There’s a really interesting series of blog discussions led by Bob Hyatt that is highly critical of video venues when used as a strategy rather than a temporary measure for overflow crowds. Many of his frustrations stem from, Mars Hill Church’s recent video venue strategy in Seattle. Hyatt and others believe that video venues hurt church planters, emerging church leaders (who are told that they are good enough to be a “site pastor” but not good enough to preach), congregations, and the church as a whole. In his words, “the celebrity church must die.”
I’ve been following the conversation, and it’s been really interesting and challenging to me. I come from a church that uses video venues, originally for overflow reasons and then just because people really liked them. And until last year, all venues have been on site, rather than spread out across a city. Last year, one was launched off site, a couple of miles from the main building simply because there was no more room to accommodate everyone. That said, video venues are going to be a strategic part of the church’s future. And knowing the hearts of the leadership of the church, I am okay with that. So, I am not entirely against video venues, even when used as a strategy rather than an overflow solution.
Bob Hyatt’s greatest fear, I believe, is that church becomes more and more marketed as a “syndication”, or a “franchise.” Today, he posted about Fellowship Church, based in Grapevine, TX where Ed Young Jr. is the lead pastor. Several months ago, Fellowship made the decision to launch a video venue in Miami, FL. Although the Miami venue will have it’s own staff, all the teaching will be through the mother church in Texas.
Yikes. I don’t know how I feel about that. And what if this trend continues?

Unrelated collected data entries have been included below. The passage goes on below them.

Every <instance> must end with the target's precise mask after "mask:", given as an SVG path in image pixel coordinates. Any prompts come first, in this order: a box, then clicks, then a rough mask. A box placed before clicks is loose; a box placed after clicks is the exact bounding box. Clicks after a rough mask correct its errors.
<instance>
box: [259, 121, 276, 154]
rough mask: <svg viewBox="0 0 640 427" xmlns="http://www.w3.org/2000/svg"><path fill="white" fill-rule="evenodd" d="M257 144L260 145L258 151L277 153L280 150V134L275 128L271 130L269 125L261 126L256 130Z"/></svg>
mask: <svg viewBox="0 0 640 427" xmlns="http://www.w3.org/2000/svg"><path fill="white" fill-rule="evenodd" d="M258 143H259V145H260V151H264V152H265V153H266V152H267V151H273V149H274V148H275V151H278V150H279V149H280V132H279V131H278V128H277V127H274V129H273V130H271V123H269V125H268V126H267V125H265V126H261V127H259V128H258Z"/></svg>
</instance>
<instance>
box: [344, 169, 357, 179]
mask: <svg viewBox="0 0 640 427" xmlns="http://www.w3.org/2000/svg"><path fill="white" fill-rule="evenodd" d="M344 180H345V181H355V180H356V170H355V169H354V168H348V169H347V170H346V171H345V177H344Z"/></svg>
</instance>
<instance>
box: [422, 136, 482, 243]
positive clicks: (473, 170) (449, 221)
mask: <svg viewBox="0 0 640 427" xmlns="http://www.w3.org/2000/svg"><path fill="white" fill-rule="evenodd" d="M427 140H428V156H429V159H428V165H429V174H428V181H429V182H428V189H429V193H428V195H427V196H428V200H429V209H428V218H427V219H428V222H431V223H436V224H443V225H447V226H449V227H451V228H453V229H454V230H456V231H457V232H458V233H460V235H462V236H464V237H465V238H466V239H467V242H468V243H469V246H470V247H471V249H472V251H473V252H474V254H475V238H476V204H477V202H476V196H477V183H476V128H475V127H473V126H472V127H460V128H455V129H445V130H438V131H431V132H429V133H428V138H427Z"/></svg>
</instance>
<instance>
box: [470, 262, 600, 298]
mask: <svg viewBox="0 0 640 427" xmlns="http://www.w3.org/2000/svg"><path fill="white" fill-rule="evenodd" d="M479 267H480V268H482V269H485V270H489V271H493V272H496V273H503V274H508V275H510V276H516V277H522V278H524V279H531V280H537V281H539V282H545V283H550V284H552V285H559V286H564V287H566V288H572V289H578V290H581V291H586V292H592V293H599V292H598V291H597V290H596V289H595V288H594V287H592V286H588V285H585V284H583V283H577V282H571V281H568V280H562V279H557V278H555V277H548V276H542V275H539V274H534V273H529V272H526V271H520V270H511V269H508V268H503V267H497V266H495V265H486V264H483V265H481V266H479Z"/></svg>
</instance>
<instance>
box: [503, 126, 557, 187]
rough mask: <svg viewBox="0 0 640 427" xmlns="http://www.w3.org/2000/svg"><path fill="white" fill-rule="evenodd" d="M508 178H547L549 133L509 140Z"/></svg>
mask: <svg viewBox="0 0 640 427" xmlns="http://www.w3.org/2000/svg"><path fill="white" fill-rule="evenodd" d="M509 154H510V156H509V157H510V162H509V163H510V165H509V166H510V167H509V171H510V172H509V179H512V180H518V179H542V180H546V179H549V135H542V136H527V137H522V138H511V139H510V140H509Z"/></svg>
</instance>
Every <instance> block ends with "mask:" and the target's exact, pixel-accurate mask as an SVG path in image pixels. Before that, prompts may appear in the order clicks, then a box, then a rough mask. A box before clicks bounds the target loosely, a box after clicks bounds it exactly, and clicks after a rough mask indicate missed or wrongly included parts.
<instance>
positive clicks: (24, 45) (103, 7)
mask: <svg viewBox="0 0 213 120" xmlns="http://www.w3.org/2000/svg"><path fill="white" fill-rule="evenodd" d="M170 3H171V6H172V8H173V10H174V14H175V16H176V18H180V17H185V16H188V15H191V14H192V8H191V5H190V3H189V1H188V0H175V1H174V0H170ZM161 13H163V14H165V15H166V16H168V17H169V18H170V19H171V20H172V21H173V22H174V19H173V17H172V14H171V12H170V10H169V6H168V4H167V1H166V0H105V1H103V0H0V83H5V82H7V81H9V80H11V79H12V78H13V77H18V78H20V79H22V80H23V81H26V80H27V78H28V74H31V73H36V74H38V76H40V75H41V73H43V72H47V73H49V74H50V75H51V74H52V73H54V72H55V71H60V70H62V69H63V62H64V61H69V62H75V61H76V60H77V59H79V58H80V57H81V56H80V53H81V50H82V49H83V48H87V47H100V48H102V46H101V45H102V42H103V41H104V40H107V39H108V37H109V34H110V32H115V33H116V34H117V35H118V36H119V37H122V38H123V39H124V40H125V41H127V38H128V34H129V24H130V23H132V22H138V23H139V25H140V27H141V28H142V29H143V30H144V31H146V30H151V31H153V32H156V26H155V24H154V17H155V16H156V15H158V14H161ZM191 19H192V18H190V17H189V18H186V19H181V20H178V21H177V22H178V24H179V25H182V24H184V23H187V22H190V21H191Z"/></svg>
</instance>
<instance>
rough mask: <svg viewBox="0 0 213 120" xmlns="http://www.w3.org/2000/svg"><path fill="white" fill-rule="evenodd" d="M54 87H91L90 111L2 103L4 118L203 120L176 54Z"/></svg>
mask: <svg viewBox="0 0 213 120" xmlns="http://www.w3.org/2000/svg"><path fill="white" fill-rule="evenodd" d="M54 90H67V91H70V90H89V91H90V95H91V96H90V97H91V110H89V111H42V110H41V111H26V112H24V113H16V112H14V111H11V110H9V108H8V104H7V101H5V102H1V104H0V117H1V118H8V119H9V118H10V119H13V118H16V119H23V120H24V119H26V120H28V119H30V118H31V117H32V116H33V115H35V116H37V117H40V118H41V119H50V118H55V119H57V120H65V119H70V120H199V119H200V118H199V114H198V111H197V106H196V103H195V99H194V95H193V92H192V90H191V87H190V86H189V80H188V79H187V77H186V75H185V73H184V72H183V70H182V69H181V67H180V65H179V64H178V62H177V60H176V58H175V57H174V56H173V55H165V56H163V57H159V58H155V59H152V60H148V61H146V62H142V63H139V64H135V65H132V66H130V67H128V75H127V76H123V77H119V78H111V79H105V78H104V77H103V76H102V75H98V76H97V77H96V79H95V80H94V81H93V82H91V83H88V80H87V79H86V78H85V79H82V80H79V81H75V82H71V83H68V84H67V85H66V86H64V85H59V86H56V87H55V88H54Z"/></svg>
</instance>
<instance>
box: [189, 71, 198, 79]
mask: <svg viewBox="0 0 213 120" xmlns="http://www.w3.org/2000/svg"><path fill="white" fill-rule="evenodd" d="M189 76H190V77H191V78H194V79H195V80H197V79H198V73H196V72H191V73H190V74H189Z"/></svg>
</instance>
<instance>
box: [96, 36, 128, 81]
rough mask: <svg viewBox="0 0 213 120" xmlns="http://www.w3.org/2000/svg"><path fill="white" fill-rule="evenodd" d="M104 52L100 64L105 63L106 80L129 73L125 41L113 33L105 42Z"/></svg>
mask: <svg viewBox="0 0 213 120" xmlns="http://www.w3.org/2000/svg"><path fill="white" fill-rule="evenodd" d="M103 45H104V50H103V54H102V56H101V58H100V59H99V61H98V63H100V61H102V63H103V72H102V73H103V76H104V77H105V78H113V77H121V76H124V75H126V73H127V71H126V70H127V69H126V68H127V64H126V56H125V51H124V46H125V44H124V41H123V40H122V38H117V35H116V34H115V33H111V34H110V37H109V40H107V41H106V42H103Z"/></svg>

There have been several discussions here on Vox about the 80/20 or 90/10 rule…what if 90% of churches in the country…or the world…were taught by 10% of the preachers? Even without that extreme…is this a good thing for the church and for congregations?
Some concerns that others have raised that I see as valid points:
– What does this say about faith in church plants? What will happen to those who train and prepare others to plant churches if church planting is seen as obsolete…and the preference is instead “venue planting”? Can small churches survive the blessing/curse of large churches, or “celebrity churches/pastors”? Are people being attracted to large churches because of the dynamic speaker that they enjoy listening, or because the church is a place of life change for them? Is this another sign of consumerism in the church?
– What does it say about what the church believes about spiritual growth? I’ve heard the vast majority of church leaders I’ve spoken with say that the most growth occurs in small groups. Why, then, is there an almost idolatrous obsession with the speaker/teaching pastor/”sermon”? I don’t mean that to belittle the teaching of the gospel, or the preaching of the Word. I recognize the necessity and sanctity, and the challenges, that come along with a calling to preach. But how high of a pedestal will the church place the teaching pastor? Or, better phrased, how high should the church pedestal the teaching pastor?
– Does this trend say anything about the power, or our belief in the power, of the Holy Spirit? If we elevate and focus on those with the greatest gifts, and ignore those with lesser teaching gifts, who is getting the credit? The excellent speaker/teacher, or the Spirit who can use someone in spite of their imperfections? Not to say that we shouldn’t allow those with great gifts to flourish…but just because one person has a 10 Talent gift for speaking and someone else has 5 isn’t cause to tell the 5 Talent speaker that they won’t be able to teach anymore.
– Are people watching a video venue being cared for properly? I think this is something that entirely depends on the situation. Some are, some aren’t. The corollary of the question is, of course, are people in a megachurch/large church being cared for properly? The second corollary is are people in small churches being cared for properly. I don’t want to ignore the reality that many great teachers aren’t great shepherders or disciplers. There are small churches that can’t shepherd a congregation at all, and there are mega churches that can. I think it gets more difficult to shepherd as you move from a small church to a mega church to a video venue. But I might be wrong. I just think it’s important that a focus is not only placed on “what strategy can we use to get as many people exposed to the best teaching as possible” (i.e. a video venue), but “what strategy can we use to get as many people spiritually mature and reproducing followers of Christ?” And, many have said that the best strategy for that is small groups and personal interactions…so that should be a high priority of anyone “doing church”, right…maybe even the highest? Then why does it always seem to take second place to a great speaker?
I didn’t intend for this to be a long post. Most of this is stream of conscious response to the discussion that Bob Hyatt is having on this topic. And, in reality, I have no experience leading a church, or even reading/thinking enough on this topic to have any kind of expertise on this matter…so take it all with a grain of salt…but I’d be interested in hearing any thoughts/criticisms/etc on this issue.